It is difficult not to conclude that Mark Boucher's sight-threatening eye injury was even more important to the tourists than the first encounter of a crucial if pitifully and shamefully short series. After his devoted wicketkeeper had been felled by that evil bail at Taunton, Smith expressed the hope that South Africa would "play with him in our hearts and minds", not just on this tour but "for many years". You could see it most obviously when Kallis pointed to his right eye after reaching his century, but also when Steyn lost his rag with Gary Kirsten, and when Smith himself, eyes ablaze, read the riot act after his team took the field for the final session on day one. Whatever he said, the response was all but immediate; every man jack shifted up a gear.
Defying most predictions, however misguided, South Africa romped home on Monday afternoon not just because their key men so vividly demonstrated the difference between those who know how to eliminate the crowd, who have savoured greatness, recognise its permanence and know how it means more than mere class, and those still attempting to cross the bridge from mere excellence. They also did so because they're running out of time to bring their nation's cricket to fulfilment, and because, perhaps above all, Boucher gave them a cause beyond themselves.

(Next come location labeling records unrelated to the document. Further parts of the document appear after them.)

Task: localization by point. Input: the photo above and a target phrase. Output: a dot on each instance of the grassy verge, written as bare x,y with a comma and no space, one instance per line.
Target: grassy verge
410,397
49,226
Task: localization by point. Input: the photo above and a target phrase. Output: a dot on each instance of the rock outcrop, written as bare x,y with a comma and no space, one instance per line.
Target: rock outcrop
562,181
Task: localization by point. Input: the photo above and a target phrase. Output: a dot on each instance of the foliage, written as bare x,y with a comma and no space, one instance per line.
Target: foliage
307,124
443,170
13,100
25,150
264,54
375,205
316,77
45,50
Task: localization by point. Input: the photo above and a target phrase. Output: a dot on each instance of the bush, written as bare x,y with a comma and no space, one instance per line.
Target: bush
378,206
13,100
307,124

Between now and next Thursday morning, the Andocracy will be citing last November, when Smith's own side bowled Australia out for 47 in Cape Town then permitted the same opposition to chase down 300-plus in Jo'burg. They will also be ramming home the overriding message ad nauseam: one crushing defeat doth not a bad side make. What they must fear is that the Boucher Factor has the roots Smith believes and the longevity he craves.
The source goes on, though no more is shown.